Je me souviens avoir été incapable de répondre. Parce qu’il n’y avait rien à répondre, et je pense que tu me rejoindras sur ce point-là. J’étais stupéfaite. Que rétorquer à quelqu’un qui décide d’annihiler en une phrase ce que vous avez traîné avec vous pendant des années, ce dont vous rêviez la nuit, ce qui vous avait fait basculé d’« un autre côté », celui de celleux qui « savent », qui commencent leur sexualité par ça ? Je me suis tue. Mais paradoxalement, plutôt que de retourner ceci contre moi, j’ai fait un rejet total de la famille de mon père dont était issue cette personne. J’avais appris quelques temps avant que certains membres de la famille étaient au courant de ses agissements. Une autre sœur de mon père, alors qu’elle était plus jeune, s’était un jour cachée sous un évier car il l’avait poursuivie dans une maison pour tenter d’en abuser (je ne sais pas, à ce jour, de quelle maison il s’agit), d’autres enfants en avaient aussi fait les frais. J’ai donc évité toute la famille. Je ne voulais plus avoir à porter ni les regards « de celleux qui savent mais ne disent pas », ni les arrangements de principes de type « ne pas dire à telle personne pour la préserver », ni me retrouver face à l’éventualité de reprendre une re-consonance.
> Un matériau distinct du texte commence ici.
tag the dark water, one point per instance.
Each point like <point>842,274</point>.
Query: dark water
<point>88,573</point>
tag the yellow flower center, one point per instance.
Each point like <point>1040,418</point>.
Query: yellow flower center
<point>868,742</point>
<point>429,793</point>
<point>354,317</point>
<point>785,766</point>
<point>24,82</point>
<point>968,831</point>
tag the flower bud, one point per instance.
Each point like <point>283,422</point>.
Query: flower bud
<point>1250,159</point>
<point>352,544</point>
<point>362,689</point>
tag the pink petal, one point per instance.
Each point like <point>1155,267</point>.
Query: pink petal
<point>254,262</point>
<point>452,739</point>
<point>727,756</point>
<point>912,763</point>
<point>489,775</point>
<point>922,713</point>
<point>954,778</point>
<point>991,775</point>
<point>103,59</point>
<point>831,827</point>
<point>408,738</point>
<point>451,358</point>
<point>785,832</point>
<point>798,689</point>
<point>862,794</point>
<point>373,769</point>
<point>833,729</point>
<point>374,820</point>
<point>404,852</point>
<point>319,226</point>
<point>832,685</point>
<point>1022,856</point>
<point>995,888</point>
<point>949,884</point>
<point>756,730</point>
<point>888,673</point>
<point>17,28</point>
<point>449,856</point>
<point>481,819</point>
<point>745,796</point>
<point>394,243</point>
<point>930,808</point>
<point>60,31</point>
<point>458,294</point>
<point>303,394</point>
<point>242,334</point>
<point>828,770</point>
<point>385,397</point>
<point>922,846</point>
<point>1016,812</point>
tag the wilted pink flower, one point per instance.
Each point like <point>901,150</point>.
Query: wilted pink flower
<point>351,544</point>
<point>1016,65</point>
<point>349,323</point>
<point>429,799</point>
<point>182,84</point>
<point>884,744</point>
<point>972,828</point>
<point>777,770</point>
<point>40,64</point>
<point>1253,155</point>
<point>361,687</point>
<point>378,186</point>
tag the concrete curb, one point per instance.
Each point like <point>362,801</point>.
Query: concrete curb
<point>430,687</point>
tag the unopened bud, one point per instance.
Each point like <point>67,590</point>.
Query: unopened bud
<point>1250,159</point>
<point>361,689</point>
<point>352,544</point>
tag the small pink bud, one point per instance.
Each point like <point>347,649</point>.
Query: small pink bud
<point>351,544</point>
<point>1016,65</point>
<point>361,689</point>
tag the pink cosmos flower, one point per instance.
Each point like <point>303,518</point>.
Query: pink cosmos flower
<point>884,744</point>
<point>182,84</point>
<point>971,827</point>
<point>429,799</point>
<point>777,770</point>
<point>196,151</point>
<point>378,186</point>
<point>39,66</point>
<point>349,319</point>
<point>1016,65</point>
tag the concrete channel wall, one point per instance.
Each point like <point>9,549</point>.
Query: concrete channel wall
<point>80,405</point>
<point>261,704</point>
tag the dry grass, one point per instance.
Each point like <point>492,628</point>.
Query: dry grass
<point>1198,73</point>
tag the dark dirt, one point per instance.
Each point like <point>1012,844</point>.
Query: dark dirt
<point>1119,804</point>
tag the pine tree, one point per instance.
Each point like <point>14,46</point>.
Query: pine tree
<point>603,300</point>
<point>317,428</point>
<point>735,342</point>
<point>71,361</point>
Ma mère, pour le coup, avait été accueillante. J’avais 13 ans lorsque je lui ai avoué ce qui m’était arrivé (merci ma cousine, du côté de ma mère, qui m’y avait poussée alors), sa première réaction a été de me croire, déjà. Ensuite, elle m’a demandé si je souhaitais déposer plainte ou non (elle avait elle-même vécu un viol à l’âge de 4 ans, d’un ami de mon grand-père). J’ai refusé, prétextant ne pas vouloir mettre en péril ma scolarité. Je tenais beaucoup à l’école (ce n’était que le début de mon harcèlement scolaire). Ce qu’elle n’a jamais su, c’est qu’en vérité, j’étais tétanisée à l’idée de devoir faire face à la famille de mon père. Mes parents m’auraient défendue bec et ongles dans cette histoire, mais je ne voulais pas devenir le centre des discussions, me retrouver face à des refus, des rejets, des invalidations. J’ai préféré me préserver. Et finalement, quelques années plus tard, ma tante aura porté ce coup quelque peu fatal qui aura réduit ce vécu à néant. Une anecdote familiale.
[3] Voir par exemple D’où vient l’estimation selon laquelle un enfant sur cinq a été victime de violences sexuelles ?, par Jacques Pezet, Libération, 9 novembre 2021, et The Underwear Rule, Kiko and the Hand.
Pour aller encore un peu plus loin
Arrête-moi si je me trompe Anaïs. Il me semble qu’il y a un écueil épistémologique dans cette affaire.
Je vais essayer de le mettre en mot, et tu me corriges.
Dans la population générale, et même chez les dirigeant·es politiques, la confusion est de mise entre pédophiles et pédocriminels. Or la différence est de taille ! Les seconds sont passés à l’acte, les premiers non (ou pas encore, ou jamais). Les mélanger fait qu’on part du principe qu’avoir des pensées prédispose à l’acte, ce qui ne va pas toujours de soi comme tu l’as courageusement montré ; et qu’on est coupable d’avoir des pensées prédisposantes. En gros, on serait coupables à l’avance, comme les gens arrêtés avant leur crime par les précogs dans Minority Report, roman de Philip K. Dick adapté par Steven Spielberg en 2002. C’est déjà un vrai problème en soi, se voir condamné AVANT d’avoir commis quoi que ce soit (je vois un autre cas similaire dans sa structure : le fait de posséder des plans d’explosifs sur son ordinateur, sans même en avoir fabriqué). Donc j’ai envie de dire que juridiquement, la nuance est de taille entre les deux populations.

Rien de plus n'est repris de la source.